Figure 2 and Figure 3 tell us that there is a potential bias here: America West fly mostly into Phoenix, where it is easier to be on time, and Alaska Airlines fly mostly into Seattle and San Francisco, where it is more difficult to be on time. Maybe the punctuality picture for Alaska Airlines is better than Figure 1 suggests?
Let’s compare apples with apples: make a graph of the punctuality of each airline at each airport, since the airports do differ one from another:
ggplot(punctual, aes(x = airline, y = freq, fill = status)) +geom_col(position ="fill") +facet_wrap(~ airport)
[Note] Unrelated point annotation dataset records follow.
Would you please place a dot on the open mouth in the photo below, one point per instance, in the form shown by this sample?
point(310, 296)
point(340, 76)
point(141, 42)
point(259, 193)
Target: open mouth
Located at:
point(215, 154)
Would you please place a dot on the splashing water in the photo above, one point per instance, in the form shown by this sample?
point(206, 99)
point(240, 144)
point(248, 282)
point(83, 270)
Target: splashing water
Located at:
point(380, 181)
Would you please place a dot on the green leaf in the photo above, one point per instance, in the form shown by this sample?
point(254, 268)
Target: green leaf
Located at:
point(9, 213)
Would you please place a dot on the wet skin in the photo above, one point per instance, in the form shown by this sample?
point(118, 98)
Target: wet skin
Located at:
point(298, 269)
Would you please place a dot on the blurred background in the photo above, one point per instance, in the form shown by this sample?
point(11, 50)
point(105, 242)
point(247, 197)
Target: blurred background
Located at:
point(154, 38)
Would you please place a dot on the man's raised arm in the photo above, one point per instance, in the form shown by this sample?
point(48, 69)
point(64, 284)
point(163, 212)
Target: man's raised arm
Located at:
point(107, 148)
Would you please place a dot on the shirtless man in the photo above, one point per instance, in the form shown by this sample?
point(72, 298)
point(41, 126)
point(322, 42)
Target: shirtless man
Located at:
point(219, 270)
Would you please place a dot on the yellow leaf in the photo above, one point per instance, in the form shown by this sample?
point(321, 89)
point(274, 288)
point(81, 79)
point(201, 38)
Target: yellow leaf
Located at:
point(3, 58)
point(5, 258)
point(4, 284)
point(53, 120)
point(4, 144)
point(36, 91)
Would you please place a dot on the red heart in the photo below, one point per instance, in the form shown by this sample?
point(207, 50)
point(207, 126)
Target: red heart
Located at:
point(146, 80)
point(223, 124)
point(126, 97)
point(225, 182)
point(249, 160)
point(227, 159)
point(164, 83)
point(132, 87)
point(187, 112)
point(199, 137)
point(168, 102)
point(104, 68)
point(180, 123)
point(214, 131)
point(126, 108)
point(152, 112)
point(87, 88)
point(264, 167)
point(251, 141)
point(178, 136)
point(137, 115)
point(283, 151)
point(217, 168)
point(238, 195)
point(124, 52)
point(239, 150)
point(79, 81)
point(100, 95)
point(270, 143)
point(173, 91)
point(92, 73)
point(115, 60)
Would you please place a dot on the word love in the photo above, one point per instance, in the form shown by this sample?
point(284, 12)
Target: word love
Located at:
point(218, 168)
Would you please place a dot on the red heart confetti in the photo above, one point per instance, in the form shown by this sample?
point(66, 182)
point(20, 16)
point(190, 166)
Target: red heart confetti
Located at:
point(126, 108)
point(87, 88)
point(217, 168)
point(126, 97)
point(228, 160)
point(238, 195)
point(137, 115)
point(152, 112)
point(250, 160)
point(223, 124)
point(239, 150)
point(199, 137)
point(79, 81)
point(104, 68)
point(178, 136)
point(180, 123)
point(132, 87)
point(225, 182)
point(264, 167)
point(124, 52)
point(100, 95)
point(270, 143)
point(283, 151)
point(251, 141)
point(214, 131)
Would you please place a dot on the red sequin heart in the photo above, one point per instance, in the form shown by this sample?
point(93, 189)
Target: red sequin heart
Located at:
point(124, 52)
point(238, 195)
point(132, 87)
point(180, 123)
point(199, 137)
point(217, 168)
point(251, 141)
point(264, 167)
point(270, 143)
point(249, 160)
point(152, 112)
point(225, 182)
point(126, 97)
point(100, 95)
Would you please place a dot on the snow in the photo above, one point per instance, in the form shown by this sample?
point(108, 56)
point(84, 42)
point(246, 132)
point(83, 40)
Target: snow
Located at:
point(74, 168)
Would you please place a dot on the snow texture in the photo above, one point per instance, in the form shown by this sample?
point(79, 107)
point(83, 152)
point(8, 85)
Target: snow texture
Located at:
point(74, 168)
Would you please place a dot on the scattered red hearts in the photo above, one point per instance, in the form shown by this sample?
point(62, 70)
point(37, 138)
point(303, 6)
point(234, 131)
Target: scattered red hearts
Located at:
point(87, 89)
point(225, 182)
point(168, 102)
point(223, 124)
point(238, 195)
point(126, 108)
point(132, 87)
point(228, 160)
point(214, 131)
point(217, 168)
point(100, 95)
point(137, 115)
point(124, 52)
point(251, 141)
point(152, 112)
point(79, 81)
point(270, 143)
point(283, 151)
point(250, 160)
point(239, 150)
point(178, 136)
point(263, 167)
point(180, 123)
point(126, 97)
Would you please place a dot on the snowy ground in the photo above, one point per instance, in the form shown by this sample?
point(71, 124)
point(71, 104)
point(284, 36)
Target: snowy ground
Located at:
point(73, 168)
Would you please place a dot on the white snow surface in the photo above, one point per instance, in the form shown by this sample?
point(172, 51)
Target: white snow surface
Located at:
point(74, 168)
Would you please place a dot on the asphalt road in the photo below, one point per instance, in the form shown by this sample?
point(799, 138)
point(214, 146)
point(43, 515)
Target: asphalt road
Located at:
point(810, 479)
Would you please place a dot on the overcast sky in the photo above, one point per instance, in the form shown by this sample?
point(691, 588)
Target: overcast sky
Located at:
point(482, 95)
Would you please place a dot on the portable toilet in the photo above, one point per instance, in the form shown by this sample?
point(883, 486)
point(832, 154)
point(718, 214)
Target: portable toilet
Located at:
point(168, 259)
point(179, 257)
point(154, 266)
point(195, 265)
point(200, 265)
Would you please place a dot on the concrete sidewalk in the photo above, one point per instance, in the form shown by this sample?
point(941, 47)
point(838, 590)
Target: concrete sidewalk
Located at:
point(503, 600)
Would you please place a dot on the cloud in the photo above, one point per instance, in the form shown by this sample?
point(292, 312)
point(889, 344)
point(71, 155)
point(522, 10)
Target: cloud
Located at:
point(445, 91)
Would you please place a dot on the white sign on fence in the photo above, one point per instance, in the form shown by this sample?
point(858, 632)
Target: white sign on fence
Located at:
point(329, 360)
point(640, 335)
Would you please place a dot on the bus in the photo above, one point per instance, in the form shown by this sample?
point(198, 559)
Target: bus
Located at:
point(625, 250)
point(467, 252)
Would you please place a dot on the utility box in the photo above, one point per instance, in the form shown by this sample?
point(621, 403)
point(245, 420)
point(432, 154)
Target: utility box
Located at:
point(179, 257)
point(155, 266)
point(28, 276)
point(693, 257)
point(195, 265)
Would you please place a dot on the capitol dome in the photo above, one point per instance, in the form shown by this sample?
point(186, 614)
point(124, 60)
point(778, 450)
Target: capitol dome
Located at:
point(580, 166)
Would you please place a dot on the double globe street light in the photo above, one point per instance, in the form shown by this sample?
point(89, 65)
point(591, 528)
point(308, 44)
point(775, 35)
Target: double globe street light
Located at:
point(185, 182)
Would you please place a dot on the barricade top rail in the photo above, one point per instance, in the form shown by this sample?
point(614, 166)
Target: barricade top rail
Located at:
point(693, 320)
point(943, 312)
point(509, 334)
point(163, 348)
Once again, zooming in on the \(y\)-axis seems to be the thing:
ggplot(punctual, aes(x = airline, y = freq, fill = status)) +geom_col(position ="fill") +facet_wrap(~ airport) +coord_cartesian(ylim =c(0.6, 1))
Figure 4
and now we see that Alaska Airlines is more punctual at every single airport than America West, despite being less punctual overall! In other words, we have unearthed a Simpson’s Paradox.
Figure 4 is the kind of thing we would draw to investigate a three-way association. In this case, airport:airline:status was not significant so we didn’t look at this graph before. The kind of thing that would have made the three-way association significant is if one airline was more punctual than the other at some airports and less punctual at others. Here, Alaska Airlines is more punctual at every airport, and, in Figure 4, by about the same amount everywhere, so that the three-way interaction was not significant. What prompted us to look at this graph was the potential for bias by aggregating over airports in Figure 1 that seemed to be very different from each other in Figure 2 and Figure 3. That small difference in punctuality between airlines in Figure 1 was significant, but not in the way we thought!
Ovarian cancer, a four-way table
In a 1973 retrospective study, 299 women who had previously been operated on for ovarian cancer were assessed, and four variables measured:
stage of cancer at time of operation (early or advanced)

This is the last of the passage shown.